Featured Farmer Recipe: Muscadine Cake

 

 

 

 

by Gregg Patterson, Arkansas Farm Bureau

A friend once told me “pie may be the All-American dessert, but cake is pure lust.” Taste Charlotte Wilchman’s Muscadine Cake, and you’ll certainly be caught up in “an overwhelming desire or craving” to experience it again… and again… and again. It’s that good.


Charlotte and Billy Wilchman own and operate Paw Paws Pecans  in Conway County. It’s a 200-acre pecan grove where they also grow muscadines.

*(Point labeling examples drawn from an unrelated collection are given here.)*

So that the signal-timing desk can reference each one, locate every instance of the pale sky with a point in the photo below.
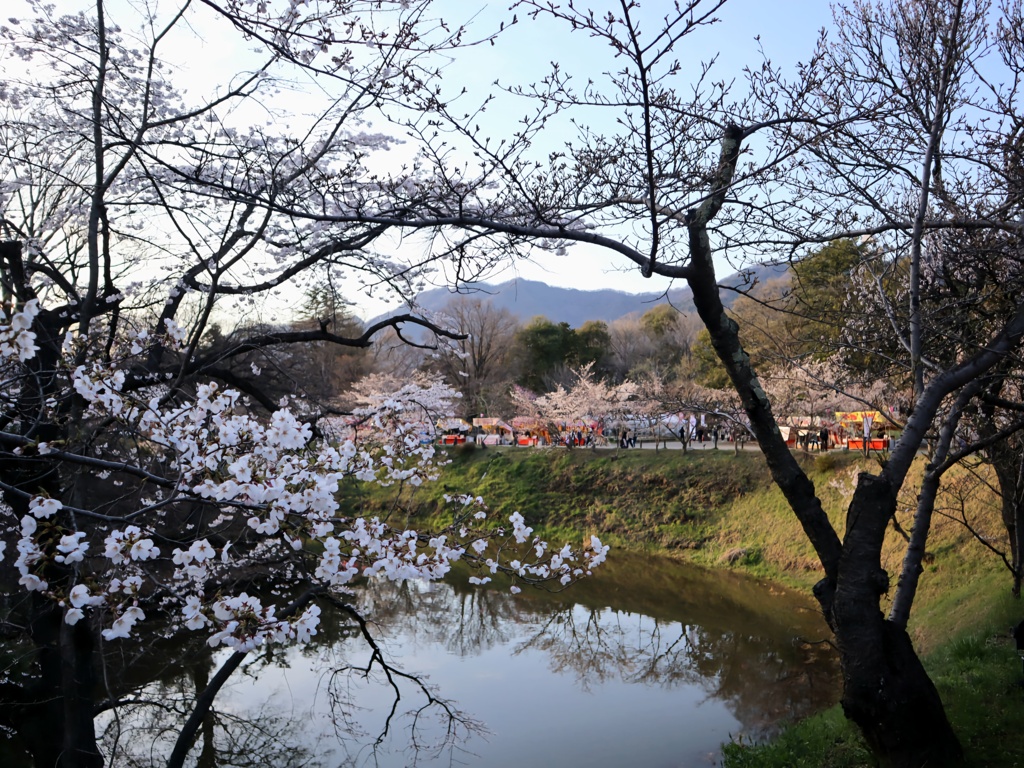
(787, 31)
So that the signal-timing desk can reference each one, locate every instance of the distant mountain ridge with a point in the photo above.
(528, 298)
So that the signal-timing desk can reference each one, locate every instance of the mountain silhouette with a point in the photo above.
(528, 298)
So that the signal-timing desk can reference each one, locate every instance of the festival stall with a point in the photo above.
(530, 431)
(453, 431)
(861, 426)
(493, 431)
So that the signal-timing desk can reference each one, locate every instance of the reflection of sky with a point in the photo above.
(536, 716)
(554, 683)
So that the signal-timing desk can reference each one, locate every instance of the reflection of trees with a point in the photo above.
(732, 638)
(762, 680)
(639, 623)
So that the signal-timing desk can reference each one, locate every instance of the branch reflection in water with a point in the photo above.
(650, 663)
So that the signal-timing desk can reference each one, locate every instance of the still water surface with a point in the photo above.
(651, 663)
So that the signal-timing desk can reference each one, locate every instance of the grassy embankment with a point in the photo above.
(721, 510)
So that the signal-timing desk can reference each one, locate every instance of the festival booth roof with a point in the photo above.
(528, 422)
(577, 424)
(807, 421)
(492, 422)
(450, 425)
(848, 418)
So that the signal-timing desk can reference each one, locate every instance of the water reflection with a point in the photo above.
(650, 664)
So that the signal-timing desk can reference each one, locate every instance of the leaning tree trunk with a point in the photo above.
(64, 687)
(886, 690)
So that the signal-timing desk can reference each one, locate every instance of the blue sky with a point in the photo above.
(522, 53)
(786, 30)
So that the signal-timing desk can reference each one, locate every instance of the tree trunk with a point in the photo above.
(886, 690)
(64, 694)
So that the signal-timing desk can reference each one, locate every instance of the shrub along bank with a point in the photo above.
(720, 509)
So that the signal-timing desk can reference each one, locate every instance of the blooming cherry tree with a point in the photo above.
(146, 486)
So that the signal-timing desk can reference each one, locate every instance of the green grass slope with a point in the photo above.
(721, 510)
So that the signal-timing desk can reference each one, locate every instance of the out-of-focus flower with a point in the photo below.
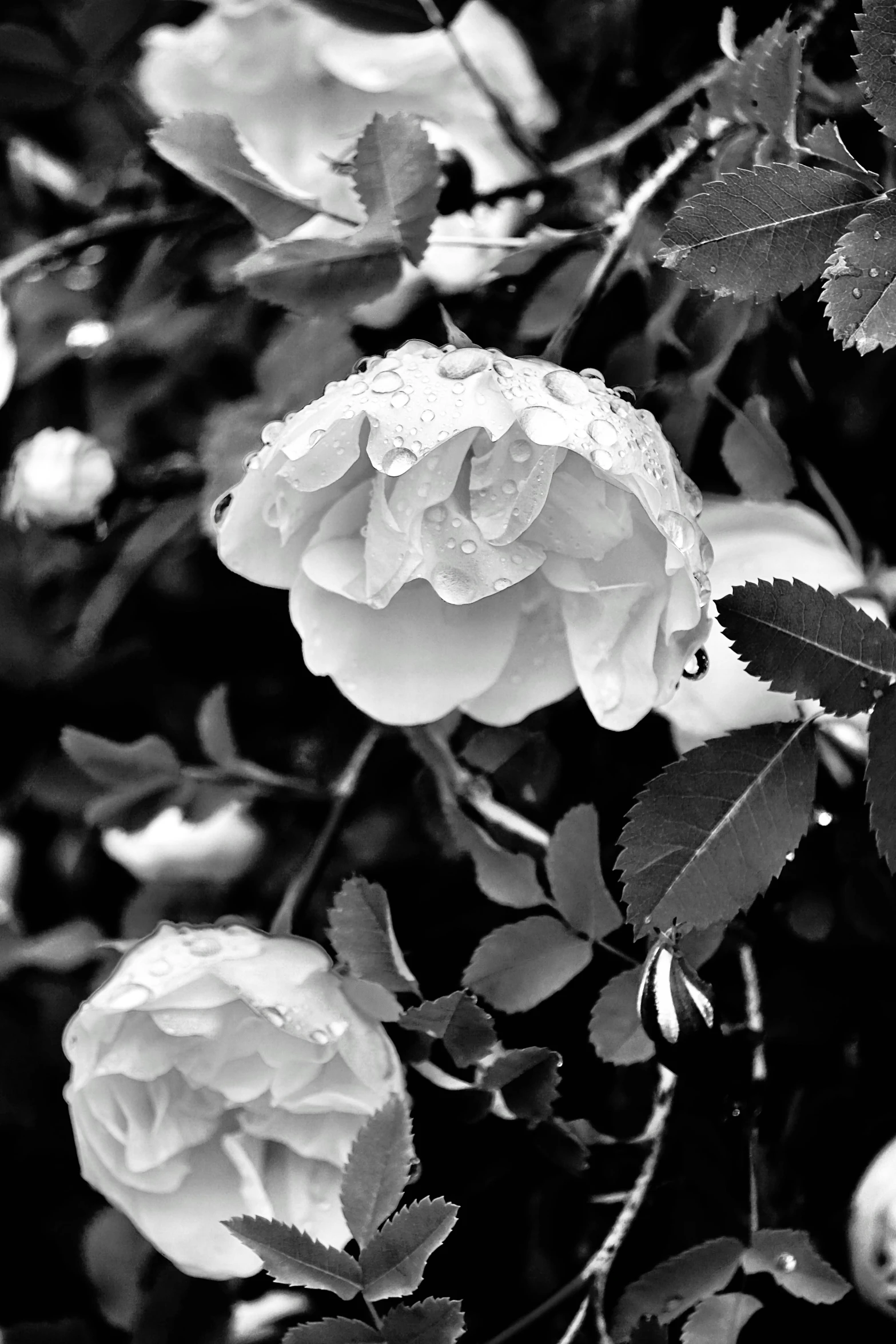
(459, 528)
(220, 849)
(872, 1231)
(221, 1072)
(300, 86)
(751, 540)
(58, 478)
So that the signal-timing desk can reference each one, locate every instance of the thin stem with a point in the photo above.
(618, 241)
(309, 871)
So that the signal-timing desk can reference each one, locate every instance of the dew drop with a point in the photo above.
(544, 425)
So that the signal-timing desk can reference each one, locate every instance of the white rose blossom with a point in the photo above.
(220, 1073)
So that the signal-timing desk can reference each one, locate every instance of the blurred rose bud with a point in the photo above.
(58, 478)
(222, 1072)
(220, 849)
(872, 1231)
(675, 1007)
(756, 542)
(459, 528)
(300, 86)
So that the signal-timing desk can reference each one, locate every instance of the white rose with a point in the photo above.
(171, 849)
(221, 1073)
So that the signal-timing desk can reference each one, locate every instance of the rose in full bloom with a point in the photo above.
(300, 86)
(459, 528)
(58, 478)
(171, 849)
(222, 1072)
(751, 540)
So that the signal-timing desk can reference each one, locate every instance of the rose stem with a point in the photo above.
(341, 795)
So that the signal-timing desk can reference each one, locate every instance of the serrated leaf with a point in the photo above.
(795, 1265)
(459, 1020)
(760, 233)
(436, 1320)
(574, 871)
(810, 643)
(519, 965)
(206, 147)
(397, 178)
(880, 777)
(711, 832)
(860, 289)
(360, 931)
(719, 1320)
(378, 1170)
(755, 455)
(337, 1330)
(876, 42)
(672, 1288)
(393, 1264)
(294, 1258)
(527, 1078)
(616, 1028)
(825, 141)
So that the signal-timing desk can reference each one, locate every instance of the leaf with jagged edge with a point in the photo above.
(752, 234)
(206, 147)
(860, 280)
(880, 777)
(519, 965)
(809, 643)
(875, 46)
(378, 1170)
(294, 1258)
(678, 1284)
(393, 1264)
(715, 827)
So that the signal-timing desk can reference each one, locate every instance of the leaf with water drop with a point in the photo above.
(860, 280)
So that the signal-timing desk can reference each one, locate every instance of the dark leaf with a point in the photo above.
(378, 1170)
(527, 1080)
(360, 931)
(795, 1265)
(616, 1028)
(719, 1320)
(393, 1265)
(860, 289)
(577, 881)
(205, 145)
(880, 776)
(672, 1288)
(436, 1320)
(459, 1020)
(519, 965)
(760, 233)
(294, 1258)
(876, 42)
(755, 455)
(810, 643)
(397, 178)
(711, 832)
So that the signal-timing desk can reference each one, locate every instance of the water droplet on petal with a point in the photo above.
(463, 363)
(544, 425)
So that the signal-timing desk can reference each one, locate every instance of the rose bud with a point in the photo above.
(222, 1072)
(872, 1231)
(220, 849)
(58, 479)
(461, 530)
(676, 1008)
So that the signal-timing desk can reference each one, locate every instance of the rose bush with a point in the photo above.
(221, 1072)
(171, 849)
(752, 542)
(461, 528)
(58, 478)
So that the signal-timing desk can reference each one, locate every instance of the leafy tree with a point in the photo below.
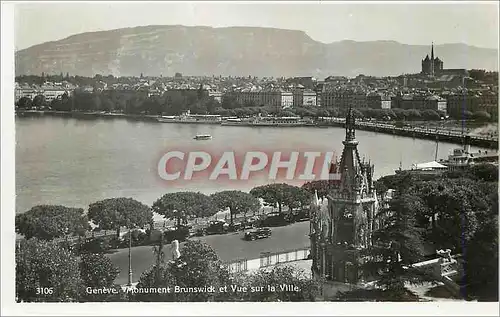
(230, 101)
(276, 194)
(237, 202)
(47, 222)
(323, 113)
(198, 266)
(484, 172)
(481, 262)
(457, 204)
(397, 245)
(45, 265)
(296, 197)
(39, 101)
(286, 113)
(401, 114)
(114, 213)
(182, 206)
(357, 113)
(481, 116)
(430, 115)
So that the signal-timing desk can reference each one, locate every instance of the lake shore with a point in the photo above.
(449, 131)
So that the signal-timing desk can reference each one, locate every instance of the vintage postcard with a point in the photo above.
(227, 153)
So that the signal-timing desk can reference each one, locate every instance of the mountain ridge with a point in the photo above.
(238, 50)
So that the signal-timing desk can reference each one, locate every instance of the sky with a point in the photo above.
(409, 23)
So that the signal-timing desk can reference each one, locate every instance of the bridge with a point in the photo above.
(445, 135)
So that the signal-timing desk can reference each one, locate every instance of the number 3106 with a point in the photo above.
(44, 291)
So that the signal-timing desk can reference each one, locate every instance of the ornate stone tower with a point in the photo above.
(341, 229)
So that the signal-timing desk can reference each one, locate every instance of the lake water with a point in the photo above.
(75, 162)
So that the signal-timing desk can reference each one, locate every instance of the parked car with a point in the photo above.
(259, 233)
(180, 233)
(275, 219)
(236, 226)
(217, 227)
(302, 215)
(251, 222)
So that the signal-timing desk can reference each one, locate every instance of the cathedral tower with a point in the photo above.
(342, 228)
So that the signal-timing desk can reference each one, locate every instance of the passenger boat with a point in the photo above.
(464, 157)
(278, 122)
(203, 137)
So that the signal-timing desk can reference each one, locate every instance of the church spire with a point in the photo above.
(432, 59)
(350, 123)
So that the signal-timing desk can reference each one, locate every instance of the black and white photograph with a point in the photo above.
(228, 153)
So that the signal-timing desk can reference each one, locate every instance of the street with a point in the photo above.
(229, 247)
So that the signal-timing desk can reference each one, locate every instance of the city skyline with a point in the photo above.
(473, 24)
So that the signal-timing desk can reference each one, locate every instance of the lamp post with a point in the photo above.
(130, 258)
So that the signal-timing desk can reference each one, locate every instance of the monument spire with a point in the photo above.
(350, 125)
(432, 59)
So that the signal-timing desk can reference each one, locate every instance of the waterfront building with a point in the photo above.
(433, 66)
(341, 228)
(217, 95)
(309, 98)
(286, 99)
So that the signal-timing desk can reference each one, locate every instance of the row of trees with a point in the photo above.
(463, 209)
(47, 222)
(49, 272)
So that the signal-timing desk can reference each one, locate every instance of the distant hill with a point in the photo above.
(236, 51)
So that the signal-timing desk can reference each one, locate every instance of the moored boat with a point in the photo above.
(203, 137)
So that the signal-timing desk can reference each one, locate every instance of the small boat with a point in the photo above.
(203, 137)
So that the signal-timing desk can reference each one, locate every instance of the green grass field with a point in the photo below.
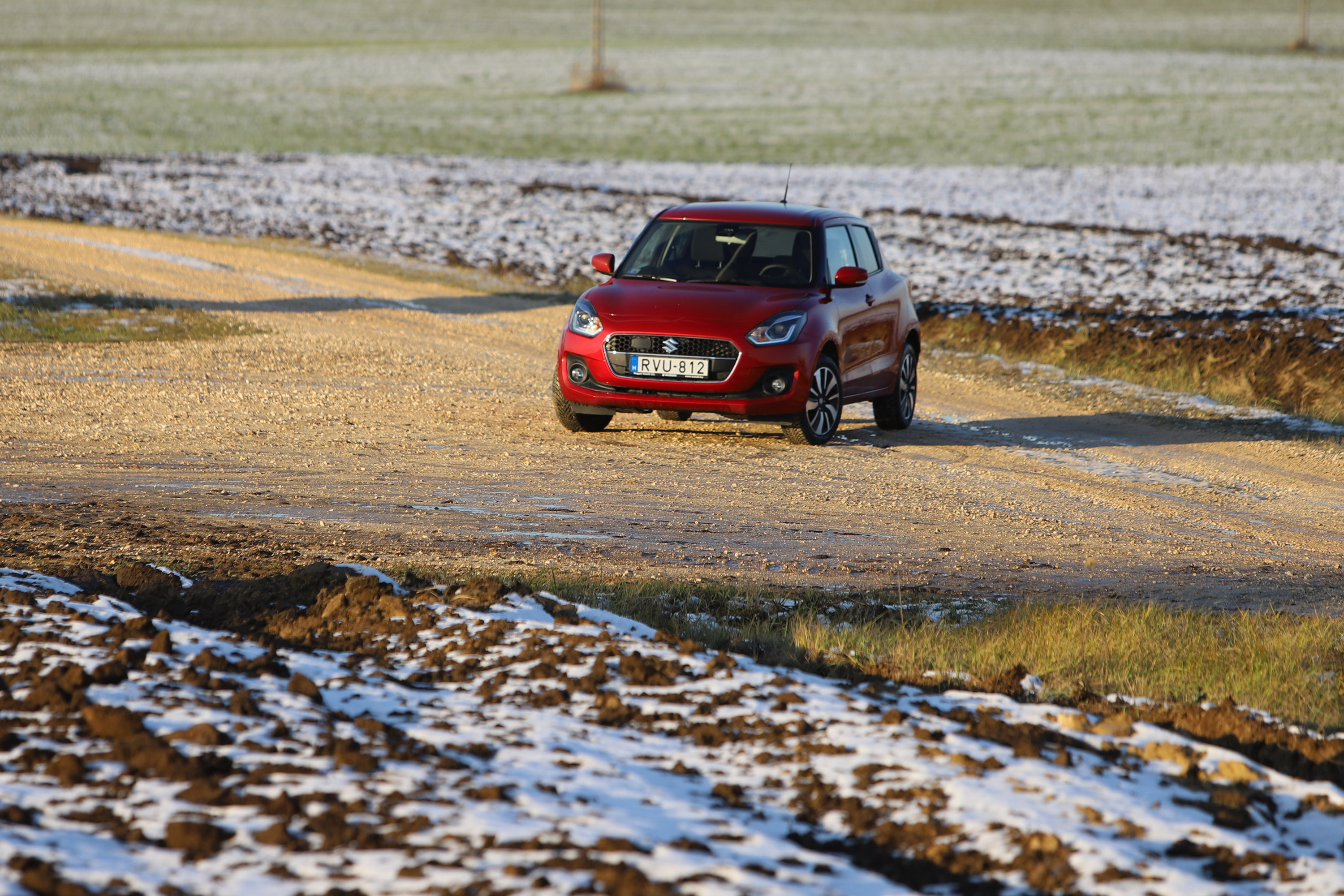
(807, 81)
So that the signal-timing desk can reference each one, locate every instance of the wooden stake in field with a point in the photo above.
(599, 77)
(1303, 37)
(597, 80)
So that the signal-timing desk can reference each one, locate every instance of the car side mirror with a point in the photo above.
(851, 277)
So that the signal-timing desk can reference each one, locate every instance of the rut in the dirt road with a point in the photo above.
(476, 739)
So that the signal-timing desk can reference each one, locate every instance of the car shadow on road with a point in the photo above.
(484, 304)
(1080, 432)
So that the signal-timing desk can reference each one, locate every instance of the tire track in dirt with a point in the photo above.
(394, 420)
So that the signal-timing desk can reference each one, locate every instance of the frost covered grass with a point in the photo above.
(1281, 663)
(346, 735)
(916, 82)
(1291, 366)
(104, 319)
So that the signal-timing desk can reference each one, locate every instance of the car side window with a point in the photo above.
(866, 249)
(839, 252)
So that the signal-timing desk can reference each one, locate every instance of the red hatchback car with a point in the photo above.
(752, 311)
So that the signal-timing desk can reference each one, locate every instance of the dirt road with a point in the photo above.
(390, 420)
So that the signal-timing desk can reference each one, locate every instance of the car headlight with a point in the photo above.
(584, 319)
(779, 330)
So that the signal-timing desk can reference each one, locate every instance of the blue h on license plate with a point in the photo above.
(664, 366)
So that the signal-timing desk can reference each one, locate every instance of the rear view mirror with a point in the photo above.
(851, 277)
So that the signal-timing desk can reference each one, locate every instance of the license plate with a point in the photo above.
(662, 366)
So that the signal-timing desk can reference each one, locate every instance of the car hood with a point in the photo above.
(694, 310)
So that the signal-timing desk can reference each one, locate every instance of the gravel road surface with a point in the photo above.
(385, 420)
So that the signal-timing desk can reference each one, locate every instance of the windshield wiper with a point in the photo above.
(726, 283)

You can learn more about the Wilchmans and their unique story in the Fall 2017 issue of Front Porch Magazine, and you can check out this short video with Billy:

Charlotte is quick to point out that her version of this scrumptious cake is an adaptation of the recipe from another Arkansas agricultural icon, the Post family of wine-making fame. Regardless of origin, it is sweetness in its sweetest form.

Muscadines on the vine.

Charlotte prefers topping her cake with the muscadine glaze. However, she says another super-sweet option is to use a fork to prick holes into the top of the just-baked cake immediately upon removal from the oven. Then smear it with homemade muscadine jelly. The fork holes and heat of the freshly baked cake quickly absorb the jelly “icing.” I tried a different option and topped mine using a simple cream cheese icing after the cake fully cooled. It was spectacular!

MUSCADINE CAKE  

For the cake:

  • 1 box of yellow cake mix
  • one 4-ounce box of instant vanilla pudding
  • 1 stick butter
  • 4 eggs
  • 1-1/4 cups of white muscadine juice

For the glaze:

  • 4 tablespoons of white muscadine juice
  • 1-1/4 cups of powdered sugar

Heat oven to 350 F. Mix in a large bowl, the dry cake mix, dry pudding mix, butter, eggs and muscadine juice. Beat 4 minutes with a mixer. Pour batter into a 13” x 9” cake pan. Bake for 45-50 minutes until a toothpick comes out clean. Allow to cool while you make the glaze.

To make the glaze, whisk thoroughly the muscadine juice and powdered sugar in a small bowl. Use a toothpick to poke holes into the top of the cake, then cover the cake top with the glaze.